A Mediaset España le sale bien lo de tener una imagen un tanto deteriorada, lo de haber instalado en la gente esa sensación de que son capaces de rebasar cualquier límite. Porque lo cierto es que rebasan practicamente todos los límites de lo políticamente correcto -no solo los éticos y morales- y las instituciones mientras esto ocurre guardan silencio. "Lo de siempre", "Una más", deben pensar. Algo que es escandaloso.

Hace un año, ‘Gran Hermano' conmocionaba a propios y extraños al producirse un presunto caso de abuso sexual dentro de la casa, con una denuncia presentada ante la Guardia Civil. La cadena se lavaba las manos, se limitaba a decir que el caso estaba siendo investigado y, cómo no, a seguir adelante con la emisión del programa e intentar convertir este lamentable episodio en un gancho para la audiencia.

Ahora, en la presente edición de ‘GH VIP', Telecinco ha vuelto a mostrar a sus espectadores el enésimo ejemplo de televisión que encumbra la cosificación de la mujer y lo que la dicrectora del Instituo de la Mujer llama 'cultura de la violación'.
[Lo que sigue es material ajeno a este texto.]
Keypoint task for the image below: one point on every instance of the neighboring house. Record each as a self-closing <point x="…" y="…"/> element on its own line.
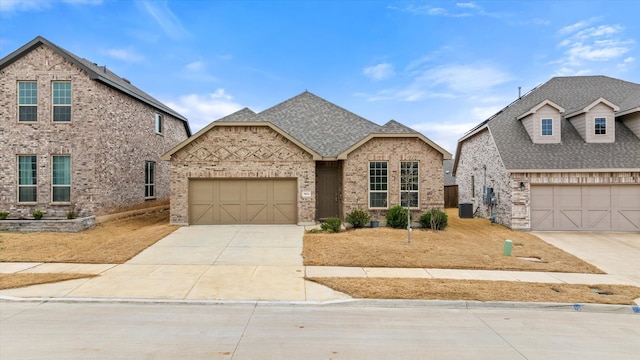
<point x="565" y="156"/>
<point x="301" y="161"/>
<point x="74" y="136"/>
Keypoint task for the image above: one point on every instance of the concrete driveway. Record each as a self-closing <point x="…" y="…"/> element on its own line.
<point x="616" y="253"/>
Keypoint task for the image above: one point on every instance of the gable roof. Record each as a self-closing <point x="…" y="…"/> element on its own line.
<point x="326" y="129"/>
<point x="518" y="152"/>
<point x="95" y="72"/>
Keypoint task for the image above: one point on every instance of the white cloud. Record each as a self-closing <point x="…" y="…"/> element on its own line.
<point x="379" y="72"/>
<point x="203" y="109"/>
<point x="36" y="5"/>
<point x="584" y="44"/>
<point x="162" y="14"/>
<point x="129" y="55"/>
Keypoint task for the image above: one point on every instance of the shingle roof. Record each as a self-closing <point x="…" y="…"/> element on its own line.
<point x="95" y="72"/>
<point x="319" y="124"/>
<point x="572" y="93"/>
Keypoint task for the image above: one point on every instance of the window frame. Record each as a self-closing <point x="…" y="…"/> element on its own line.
<point x="31" y="104"/>
<point x="600" y="129"/>
<point x="383" y="184"/>
<point x="34" y="184"/>
<point x="149" y="180"/>
<point x="59" y="186"/>
<point x="54" y="99"/>
<point x="550" y="127"/>
<point x="416" y="185"/>
<point x="159" y="124"/>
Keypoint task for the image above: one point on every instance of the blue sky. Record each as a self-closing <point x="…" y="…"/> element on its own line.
<point x="440" y="67"/>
Como venimos contando en Periodista Digital, uno de los concursantes (Omar Montes) incitó a otro (Asraf) a mantener relaciones íntimas con otra participante (Miriam Saavedra) que estaba bebida. La 'cultura de la violación' de La Manada dentro de ‘GH VIP' y mostrada a millones de espectadores en prime time por Telecinco.

Y ante este escándalo ¿qué hacen las instituciones públicas encargadas de regular estos contenidos? ¿Se ha pedido la expulsión del concursante o la cancelación del programa? ¿Se ha sancionado a Mediaset? ¿Existe un requerimiento o una multa de la CNMC a Telecinco? Por mucho menos, un simple cometario con hacía los homosexuales, expulsaron de 'GH VIP' a Los Chunguitos en el 2015.

Nada. El autoproclamado gobierno feminista de Pedro Sánchez, calla. Probablemente sea una forma de agradcer así a Vasile el haber cerrado ese altavoz de Podemos que eran ‘Las mañanas de Cuatro' o, quizá,, no quiera enfadar a Mediaset y así protegerse de cara a posibles críticas hacia su gobierno. Sea como fuere, sorprende el silencio cómplice de las instituciones públicas ante este flagrante caso de 'cultura de la violación' en televisión.

Tan solo el Instituto de la Mujer, dependiente del Ministerio de Igualdad, se ha posicionado a través de su directora que, en declaraciones a El Periodico de Cataluña ha avanzado que "Desde el Instituto de la Mujer vamos a ponernos en contacto con la cadena, apelando a su responsabilidad social y a que tome medidas".

En el citado artículo, Silvia Buabent ha sido tajante: "debe existir una tolerancia cero ante cualquier actitud de este tipo. Es más, este tipo de programas de máxima audiencia deberían servir para dar ejemplo y rechazar este tipo de actitudes y comportamientos. Y por supuesto, el concursante debería ser expulsado".

Cabe ahora esperar que el feminismo de Pedro Sánchez no sea de papel mojado y tome medidas reales contra este tipo de espectáculos que dañan a la sociedad y a los jóvenes que siguen estos programas.